Jovian Data Analysis
I started by exporting the production data and importing it to a local database. Then I fired up Jupyter, loaded up pandas and sqlalchemy, and ran some SQL to load up data into a few variables, explained below.
Activity Type Counts
Once we had those variables, we ran a few counts to see the percentages of users who have created different content types.
As you can see, a very small percent (0.56%) of users created any posts at all, let alone in five separate topics. At this point, we can see that the algorithm as it stands provides little value for the majority of users.
Let’s modify the feature in question to make it applicable for most users. Instead of suggesting users who have posted in five similar topics, we’ll suggest users who have activity (i.e. post, comment, or upvote) in five similar topics. Now that we’ve (hopefully) updated the algorithm to apply to the majority of users, let’s count how many topics each user has activity within.
Let the Data Drive
As you can see in the topic counts, the vast majority (over 92%) of users have activity in only one topic. At this point, it’s obvious that this algorithm wouldn’t apply to many of the users at all.

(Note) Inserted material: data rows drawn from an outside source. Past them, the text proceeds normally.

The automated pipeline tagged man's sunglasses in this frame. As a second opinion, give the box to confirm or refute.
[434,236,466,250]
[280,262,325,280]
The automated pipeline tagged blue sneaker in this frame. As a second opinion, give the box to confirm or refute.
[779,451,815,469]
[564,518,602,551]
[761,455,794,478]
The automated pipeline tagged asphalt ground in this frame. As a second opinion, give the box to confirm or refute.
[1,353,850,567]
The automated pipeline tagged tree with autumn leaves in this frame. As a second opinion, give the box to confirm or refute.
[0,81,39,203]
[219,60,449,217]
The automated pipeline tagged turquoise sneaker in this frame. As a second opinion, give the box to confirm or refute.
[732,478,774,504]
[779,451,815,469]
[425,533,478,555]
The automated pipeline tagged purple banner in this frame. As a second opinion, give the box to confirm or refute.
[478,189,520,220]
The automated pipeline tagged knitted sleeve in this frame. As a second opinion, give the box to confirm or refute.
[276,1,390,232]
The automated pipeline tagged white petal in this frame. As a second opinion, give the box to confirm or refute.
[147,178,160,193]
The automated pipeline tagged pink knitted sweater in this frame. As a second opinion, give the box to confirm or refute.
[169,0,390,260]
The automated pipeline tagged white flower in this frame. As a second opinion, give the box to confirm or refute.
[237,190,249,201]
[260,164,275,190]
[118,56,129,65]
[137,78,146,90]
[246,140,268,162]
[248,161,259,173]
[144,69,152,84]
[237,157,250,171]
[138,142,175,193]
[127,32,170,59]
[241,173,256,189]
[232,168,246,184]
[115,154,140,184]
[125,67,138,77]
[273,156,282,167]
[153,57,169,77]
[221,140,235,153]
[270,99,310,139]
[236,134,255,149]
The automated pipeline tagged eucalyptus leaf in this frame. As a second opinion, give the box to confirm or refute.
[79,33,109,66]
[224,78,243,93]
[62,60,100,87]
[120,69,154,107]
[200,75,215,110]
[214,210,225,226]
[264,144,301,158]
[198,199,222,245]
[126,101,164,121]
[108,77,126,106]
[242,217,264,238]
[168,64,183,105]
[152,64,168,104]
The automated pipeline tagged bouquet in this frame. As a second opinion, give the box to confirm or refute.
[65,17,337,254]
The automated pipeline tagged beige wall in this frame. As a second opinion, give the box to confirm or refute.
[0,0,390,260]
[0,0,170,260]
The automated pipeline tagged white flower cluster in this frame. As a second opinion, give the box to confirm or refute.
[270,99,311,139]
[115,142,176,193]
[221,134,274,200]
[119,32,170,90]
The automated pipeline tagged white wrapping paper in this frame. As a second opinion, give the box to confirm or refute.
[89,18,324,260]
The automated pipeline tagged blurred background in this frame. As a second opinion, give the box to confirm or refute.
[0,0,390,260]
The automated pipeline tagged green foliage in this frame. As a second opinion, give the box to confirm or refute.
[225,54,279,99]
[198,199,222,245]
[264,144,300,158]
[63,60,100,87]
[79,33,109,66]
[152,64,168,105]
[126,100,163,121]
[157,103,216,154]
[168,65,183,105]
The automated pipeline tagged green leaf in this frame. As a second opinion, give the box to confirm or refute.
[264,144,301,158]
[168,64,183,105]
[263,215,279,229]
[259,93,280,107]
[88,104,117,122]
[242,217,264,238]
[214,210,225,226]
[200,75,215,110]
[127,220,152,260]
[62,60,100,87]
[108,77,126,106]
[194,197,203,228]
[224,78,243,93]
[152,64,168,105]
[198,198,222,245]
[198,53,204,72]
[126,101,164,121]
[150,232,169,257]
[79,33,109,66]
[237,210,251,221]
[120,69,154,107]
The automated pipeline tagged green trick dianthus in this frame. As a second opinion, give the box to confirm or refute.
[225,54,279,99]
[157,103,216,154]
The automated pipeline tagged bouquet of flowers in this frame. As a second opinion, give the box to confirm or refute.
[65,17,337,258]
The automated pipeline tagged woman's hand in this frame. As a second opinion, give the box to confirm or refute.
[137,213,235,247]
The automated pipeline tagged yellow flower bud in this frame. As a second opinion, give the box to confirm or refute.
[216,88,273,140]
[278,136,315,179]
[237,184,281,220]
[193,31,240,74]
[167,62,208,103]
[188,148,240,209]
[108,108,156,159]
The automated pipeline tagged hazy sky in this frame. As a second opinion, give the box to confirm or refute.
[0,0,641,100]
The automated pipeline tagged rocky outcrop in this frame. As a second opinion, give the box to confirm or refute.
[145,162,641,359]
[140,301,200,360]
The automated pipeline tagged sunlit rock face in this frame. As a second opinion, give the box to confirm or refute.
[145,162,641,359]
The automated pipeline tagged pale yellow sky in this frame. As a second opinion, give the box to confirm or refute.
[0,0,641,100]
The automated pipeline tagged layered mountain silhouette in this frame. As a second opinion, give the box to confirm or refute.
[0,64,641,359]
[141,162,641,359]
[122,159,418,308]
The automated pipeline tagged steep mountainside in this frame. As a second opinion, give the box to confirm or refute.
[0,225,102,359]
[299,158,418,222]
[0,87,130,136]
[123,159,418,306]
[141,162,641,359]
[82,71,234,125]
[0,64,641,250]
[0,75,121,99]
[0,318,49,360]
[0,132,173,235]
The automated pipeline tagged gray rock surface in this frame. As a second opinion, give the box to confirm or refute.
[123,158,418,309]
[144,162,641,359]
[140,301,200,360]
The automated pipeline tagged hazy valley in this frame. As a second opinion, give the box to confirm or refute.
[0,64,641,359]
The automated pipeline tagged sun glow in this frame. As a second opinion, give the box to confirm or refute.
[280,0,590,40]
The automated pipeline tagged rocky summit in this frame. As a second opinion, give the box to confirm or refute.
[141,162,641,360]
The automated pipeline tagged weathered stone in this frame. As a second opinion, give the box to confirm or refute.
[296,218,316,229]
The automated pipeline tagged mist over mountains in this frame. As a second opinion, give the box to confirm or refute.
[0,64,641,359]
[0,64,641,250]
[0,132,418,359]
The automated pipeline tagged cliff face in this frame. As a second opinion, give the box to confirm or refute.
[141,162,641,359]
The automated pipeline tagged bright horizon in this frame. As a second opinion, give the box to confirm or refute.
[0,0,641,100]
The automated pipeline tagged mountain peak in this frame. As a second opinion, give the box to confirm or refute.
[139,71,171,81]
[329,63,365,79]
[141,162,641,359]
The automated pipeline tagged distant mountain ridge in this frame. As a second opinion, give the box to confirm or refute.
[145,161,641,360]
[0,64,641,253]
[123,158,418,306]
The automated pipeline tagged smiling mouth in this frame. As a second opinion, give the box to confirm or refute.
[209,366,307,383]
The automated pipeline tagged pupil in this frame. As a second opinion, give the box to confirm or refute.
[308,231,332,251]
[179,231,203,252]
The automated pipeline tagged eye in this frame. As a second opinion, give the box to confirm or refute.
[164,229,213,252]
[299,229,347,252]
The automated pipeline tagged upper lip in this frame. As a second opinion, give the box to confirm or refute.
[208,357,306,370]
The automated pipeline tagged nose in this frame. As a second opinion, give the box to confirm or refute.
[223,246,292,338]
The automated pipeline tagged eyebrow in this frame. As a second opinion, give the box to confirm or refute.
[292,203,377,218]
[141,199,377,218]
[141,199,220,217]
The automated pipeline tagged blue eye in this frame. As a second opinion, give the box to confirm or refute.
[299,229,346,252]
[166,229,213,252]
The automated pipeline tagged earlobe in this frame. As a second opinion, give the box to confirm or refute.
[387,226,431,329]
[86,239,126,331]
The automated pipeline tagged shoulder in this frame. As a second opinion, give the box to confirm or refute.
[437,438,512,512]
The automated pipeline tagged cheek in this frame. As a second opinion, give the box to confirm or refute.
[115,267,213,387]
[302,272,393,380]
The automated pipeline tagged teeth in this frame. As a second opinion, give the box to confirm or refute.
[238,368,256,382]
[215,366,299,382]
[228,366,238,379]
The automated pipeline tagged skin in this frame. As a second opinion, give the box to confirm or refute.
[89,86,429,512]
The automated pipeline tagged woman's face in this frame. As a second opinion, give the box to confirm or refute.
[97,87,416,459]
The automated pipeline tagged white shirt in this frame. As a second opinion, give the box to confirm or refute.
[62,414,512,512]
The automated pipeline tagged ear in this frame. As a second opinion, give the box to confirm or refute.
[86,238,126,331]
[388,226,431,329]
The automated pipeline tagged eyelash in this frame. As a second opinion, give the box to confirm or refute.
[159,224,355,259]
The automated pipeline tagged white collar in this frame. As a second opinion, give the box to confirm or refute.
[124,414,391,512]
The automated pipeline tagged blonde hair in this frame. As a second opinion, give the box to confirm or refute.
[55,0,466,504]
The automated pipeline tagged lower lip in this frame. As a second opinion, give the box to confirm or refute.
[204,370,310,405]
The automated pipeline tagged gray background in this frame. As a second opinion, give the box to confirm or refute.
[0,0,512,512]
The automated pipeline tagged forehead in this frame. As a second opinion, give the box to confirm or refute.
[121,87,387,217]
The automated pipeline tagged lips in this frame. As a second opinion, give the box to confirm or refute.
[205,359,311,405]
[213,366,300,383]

Through quick and dirty analysis, we were able to save Empact time and money — and we saved ourselves time, too, by choosing not to build a feature that no one would get to use.
A final note: As data lovers know, finding a single answer is never the end of the road; it inevitably lead to more questions. So, it’s important to timebox an activity like this — or else the time and money saved will end up being a wash.